Soy Marisa López y pertenezco a una asociación de laicos misioneros llamada Ocasha-Cristianos con el Sur.
Mi  marido y yo tuvimos una primera experiencia misionera de dos meses en República Dominicana y después decidimos buscar una forma de compromiso misionero de larga estancia.
En la Delegación de Misiones de Madrid nos hablaron de Ocasha-Cristianos con el Sur y, después de un periodo de conocimiento de unos años y de formación de otro año más y la participación en un curso de misionología, fue el momento de ser enviados a Bolivia para colaborar en un proyecto educativo en Potosí.
Fue una etapa maravillosa de discernimiento, de profundización y de encuentro con misioneros, religiosos y laicos, que nos aportó un gran enriquecimiento personal.
El proyecto al que fuimos enviados durante tres años era la coordinación de unos internados campesinos indígenas quechuas en los alrededores de Potosí. La zona era dura por ser andina, con unas condiciones extremas de clima, unos medios de trasporte precarios, con alimentos básicos y una forma de vida de la gente sencilla campesina con la que nosotros trabajábamos.

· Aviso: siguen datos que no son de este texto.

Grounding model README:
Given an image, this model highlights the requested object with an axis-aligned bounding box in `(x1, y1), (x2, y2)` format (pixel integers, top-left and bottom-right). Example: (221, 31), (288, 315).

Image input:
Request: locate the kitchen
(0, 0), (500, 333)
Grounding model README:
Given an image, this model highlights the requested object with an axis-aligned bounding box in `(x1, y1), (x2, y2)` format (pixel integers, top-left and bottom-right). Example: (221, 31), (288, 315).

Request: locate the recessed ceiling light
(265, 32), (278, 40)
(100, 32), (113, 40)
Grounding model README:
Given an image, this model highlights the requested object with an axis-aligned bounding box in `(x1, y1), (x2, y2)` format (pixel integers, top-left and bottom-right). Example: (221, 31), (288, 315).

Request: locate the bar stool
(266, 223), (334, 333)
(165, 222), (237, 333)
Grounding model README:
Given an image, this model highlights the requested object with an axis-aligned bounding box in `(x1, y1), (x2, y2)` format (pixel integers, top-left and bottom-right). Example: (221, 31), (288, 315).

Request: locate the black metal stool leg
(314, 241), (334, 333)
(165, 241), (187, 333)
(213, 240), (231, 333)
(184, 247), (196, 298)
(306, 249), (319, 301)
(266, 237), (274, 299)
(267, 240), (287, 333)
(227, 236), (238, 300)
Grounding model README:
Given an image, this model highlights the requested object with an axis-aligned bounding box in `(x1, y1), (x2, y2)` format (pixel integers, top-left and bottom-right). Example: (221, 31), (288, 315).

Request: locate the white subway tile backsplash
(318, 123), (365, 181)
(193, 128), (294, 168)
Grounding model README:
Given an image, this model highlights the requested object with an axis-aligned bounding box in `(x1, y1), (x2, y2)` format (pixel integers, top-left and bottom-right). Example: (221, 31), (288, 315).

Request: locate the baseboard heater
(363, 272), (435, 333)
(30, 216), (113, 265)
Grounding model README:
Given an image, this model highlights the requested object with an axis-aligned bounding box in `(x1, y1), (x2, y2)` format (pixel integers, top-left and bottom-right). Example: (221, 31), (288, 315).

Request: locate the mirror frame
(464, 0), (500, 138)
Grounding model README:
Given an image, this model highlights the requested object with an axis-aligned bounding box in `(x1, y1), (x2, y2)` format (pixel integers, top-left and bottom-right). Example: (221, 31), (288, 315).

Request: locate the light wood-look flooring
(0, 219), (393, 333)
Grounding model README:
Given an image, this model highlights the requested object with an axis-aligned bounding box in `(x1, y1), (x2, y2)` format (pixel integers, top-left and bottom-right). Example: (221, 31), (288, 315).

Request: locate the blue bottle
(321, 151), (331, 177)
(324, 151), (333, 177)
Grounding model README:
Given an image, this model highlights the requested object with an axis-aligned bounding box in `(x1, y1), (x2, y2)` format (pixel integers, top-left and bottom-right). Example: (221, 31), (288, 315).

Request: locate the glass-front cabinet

Con estos internados se pretendía conseguir que los menores que vivían en casas aisladas de las comunidades, a más de dos horas de distancia de la escuela, tuvieran la facilidad de poder asistir a clases sin tener que desplazarse por caminos imposibles y recorrer distancias enormes.
Estos internados se llamaban Yachay-Wasi (‘Casas del saber’). Como objetivo fundamental se buscaba revalorizar todo los aspectos culturales quechuas, que marcaban una forma de vida ancestral, con valores fundamentalmente comunitarios, de respeto entre iguales, de ayuda recíproca, de respeto a la naturaleza y a los ancianos.
Para nosotros fue maravilloso vivir durante tres años en una cultura y en una forma de vida totalmente diferentes a lo que estábamos acostumbrados en España. Aprendimos a vivir en sencillez, a dar gracias cada día por la vida y por lo que tenemos, a admirarnos por la capacidad de salir adelante de la gente campesina indígena quechua.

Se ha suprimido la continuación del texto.